# Probleme beim entfernen von Childs im HauptSceneGraph



## west (28. Jan 2007)

Hallo an alle ich habe folgendes Problem, dass mich schon seit mehreren Tagen beschäftigt

ich habe einen Teilgraphen der zur Laufzeit erstellt wir. Der Teilgraph beinhaltet als Oberstes Element eine BranchGroup(A) an der dann wiederum mehrere TransformGroups hängen. 
Auserdem benutze ich zur Kollisionserkennung ein Bahavior, welches auch an der BG (A) hängt. 

Ich benutze zum Laden von 3D Files den DSLoader. Von dem bekomme ich ne BranchGroup(B) zurück, (an der hängt nen Shape3D) diese BG (B) übergebe ich dem Behavior. und hänge ne reference an dein Teilscenegraph (A).

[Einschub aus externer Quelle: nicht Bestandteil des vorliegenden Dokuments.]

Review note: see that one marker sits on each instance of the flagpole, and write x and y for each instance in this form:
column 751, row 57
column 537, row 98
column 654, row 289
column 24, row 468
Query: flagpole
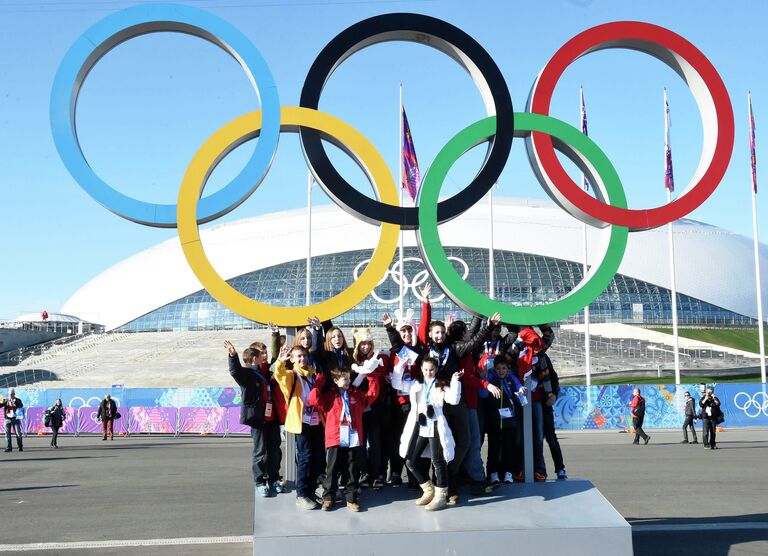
column 758, row 286
column 759, row 290
column 670, row 187
column 309, row 239
column 400, row 158
column 491, row 285
column 587, row 357
column 674, row 296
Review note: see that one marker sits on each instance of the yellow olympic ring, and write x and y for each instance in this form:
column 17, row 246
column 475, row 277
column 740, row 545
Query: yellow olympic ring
column 246, row 127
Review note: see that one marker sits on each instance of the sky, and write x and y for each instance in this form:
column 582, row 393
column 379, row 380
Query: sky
column 150, row 103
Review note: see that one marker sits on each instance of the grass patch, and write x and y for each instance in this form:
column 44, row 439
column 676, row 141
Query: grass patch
column 743, row 339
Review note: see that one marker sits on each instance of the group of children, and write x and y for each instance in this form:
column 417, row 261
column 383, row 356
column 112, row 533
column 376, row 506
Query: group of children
column 360, row 416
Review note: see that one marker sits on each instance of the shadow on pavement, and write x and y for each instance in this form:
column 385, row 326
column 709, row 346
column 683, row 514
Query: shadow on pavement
column 58, row 458
column 715, row 536
column 15, row 489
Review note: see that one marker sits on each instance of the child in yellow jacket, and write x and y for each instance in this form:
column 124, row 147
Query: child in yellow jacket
column 303, row 421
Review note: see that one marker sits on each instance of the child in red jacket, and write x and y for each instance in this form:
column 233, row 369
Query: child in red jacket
column 343, row 407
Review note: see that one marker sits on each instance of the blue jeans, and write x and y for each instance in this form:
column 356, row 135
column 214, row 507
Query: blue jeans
column 310, row 459
column 266, row 452
column 16, row 424
column 537, row 411
column 473, row 462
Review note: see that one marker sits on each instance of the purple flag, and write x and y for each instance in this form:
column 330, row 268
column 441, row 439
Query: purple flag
column 753, row 158
column 669, row 177
column 584, row 181
column 411, row 175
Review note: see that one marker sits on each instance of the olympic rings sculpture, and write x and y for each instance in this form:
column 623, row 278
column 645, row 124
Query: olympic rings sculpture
column 751, row 403
column 542, row 134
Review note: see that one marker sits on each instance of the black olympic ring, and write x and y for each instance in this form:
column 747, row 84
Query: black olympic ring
column 446, row 38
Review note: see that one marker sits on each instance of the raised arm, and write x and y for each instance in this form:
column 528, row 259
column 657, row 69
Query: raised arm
column 462, row 348
column 235, row 368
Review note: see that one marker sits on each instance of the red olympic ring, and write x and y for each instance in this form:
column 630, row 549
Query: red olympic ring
column 705, row 84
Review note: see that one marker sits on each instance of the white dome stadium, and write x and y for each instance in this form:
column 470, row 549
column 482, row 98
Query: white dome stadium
column 713, row 265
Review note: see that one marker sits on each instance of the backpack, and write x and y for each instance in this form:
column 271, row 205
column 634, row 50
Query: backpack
column 252, row 413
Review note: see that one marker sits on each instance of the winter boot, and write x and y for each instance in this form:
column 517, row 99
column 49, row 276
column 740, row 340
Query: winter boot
column 429, row 494
column 440, row 500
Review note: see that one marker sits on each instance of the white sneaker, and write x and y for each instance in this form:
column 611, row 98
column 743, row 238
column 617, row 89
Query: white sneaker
column 306, row 503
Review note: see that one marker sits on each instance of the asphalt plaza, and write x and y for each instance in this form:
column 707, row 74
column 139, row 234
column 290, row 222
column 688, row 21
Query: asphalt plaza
column 166, row 496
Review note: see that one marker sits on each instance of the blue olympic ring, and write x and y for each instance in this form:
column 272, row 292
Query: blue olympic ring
column 140, row 20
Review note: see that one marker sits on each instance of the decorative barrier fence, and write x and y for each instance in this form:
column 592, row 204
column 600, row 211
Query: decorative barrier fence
column 217, row 410
column 144, row 420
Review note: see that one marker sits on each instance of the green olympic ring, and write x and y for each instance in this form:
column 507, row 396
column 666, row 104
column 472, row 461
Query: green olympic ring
column 584, row 153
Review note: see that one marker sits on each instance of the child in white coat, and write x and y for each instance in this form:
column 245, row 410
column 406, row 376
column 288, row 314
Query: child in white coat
column 427, row 427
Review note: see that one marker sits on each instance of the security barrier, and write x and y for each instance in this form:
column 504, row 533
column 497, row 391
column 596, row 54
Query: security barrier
column 216, row 411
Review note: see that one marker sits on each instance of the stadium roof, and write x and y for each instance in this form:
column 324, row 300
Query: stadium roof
column 712, row 264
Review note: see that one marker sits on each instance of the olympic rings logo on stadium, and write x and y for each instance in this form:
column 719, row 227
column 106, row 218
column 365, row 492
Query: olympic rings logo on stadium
column 751, row 403
column 398, row 277
column 543, row 135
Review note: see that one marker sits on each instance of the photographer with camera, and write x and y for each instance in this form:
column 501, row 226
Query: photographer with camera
column 13, row 412
column 711, row 416
column 690, row 416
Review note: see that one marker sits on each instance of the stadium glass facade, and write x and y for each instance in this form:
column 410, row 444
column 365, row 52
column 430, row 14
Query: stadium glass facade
column 520, row 278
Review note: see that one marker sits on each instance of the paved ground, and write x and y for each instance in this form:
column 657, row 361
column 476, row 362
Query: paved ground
column 679, row 498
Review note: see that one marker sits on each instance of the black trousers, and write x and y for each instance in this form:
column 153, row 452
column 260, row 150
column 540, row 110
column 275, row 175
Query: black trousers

letztendlich wird noch der Teilbaum(A) an den HauptSceneGraph angeschlossen.

Soweit so gut. Das model kann ich sehen. Kollision wird richtig erkannt.  

Nun zum Problem:

es ist unbedingt notwendig, den Teilbaum wieder abhängen zu können. 

Ich benutzte dazu die Funktion (HauptSceneGraph).removeChild(node); Ich haben den Haupt und Teilbaum nicht compiliert.  das Problem scheint mir, dass im Core versucht wird das Shape zu aktualisieren. Das ist die Fehlermeldung:


Exception in thread "J3D-GeometryStructureUpdateThread-1" java.lang.IndexOutOfBoundsException: Index: 0, Size: 0
	at java.util.ArrayList.RangeCheck(Unknown Source)
	at java.util.ArrayList.get(Unknown Source)
	at javax.media.j3d.Shape3DRetained.getMirrorShape(Shape3DRetained.java:1965)
	at javax.media.j3d.Shape3DRetained.searchGeometryAtoms(Shape3DRetained.java:2793)
	at javax.media.j3d.GroupRetained.searchGeometryAtoms(GroupRetained.java:3142)
	at javax.media.j3d.GroupRetained.searchGeometryAtoms(GroupRetained.java:3142)
	at javax.media.j3d.GroupRetained.searchGeometryAtoms(GroupRetained.java:3142)
	at javax.media.j3d.GroupRetained.searchGeometryAtoms(GroupRetained.java:3142)
	at javax.media.j3d.GroupRetained.searchGeometryAtoms(GroupRetained.java:3142)
	at javax.media.j3d.GroupRetained.searchGeometryAtoms(GroupRetained.java:3142)
	at javax.media.j3d.GroupRetained.searchGeometryAtoms(GroupRetained.java:3142)
	at javax.media.j3d.GroupRetained.searchGeometryAtoms(GroupRetained.java:3142)
	at javax.media.j3d.GroupRetained.searchGeometryAtoms(GroupRetained.java:3142)
	at javax.media.j3d.WakeupOnCollisionEntry.updateCollisionBounds(WakeupOnCollisionEntry.java:421)
	at javax.media.j3d.GeometryStructure.processCollisionDetection(GeometryStructure.java:890)
	at javax.media.j3d.GeometryStructure.processMessages(GeometryStructure.java:213)
	at javax.media.j3d.StructureUpdateThread.doWork(StructureUpdateThread.java:83)
	at javax.media.j3d.J3dThread.run(J3dThread.java:256)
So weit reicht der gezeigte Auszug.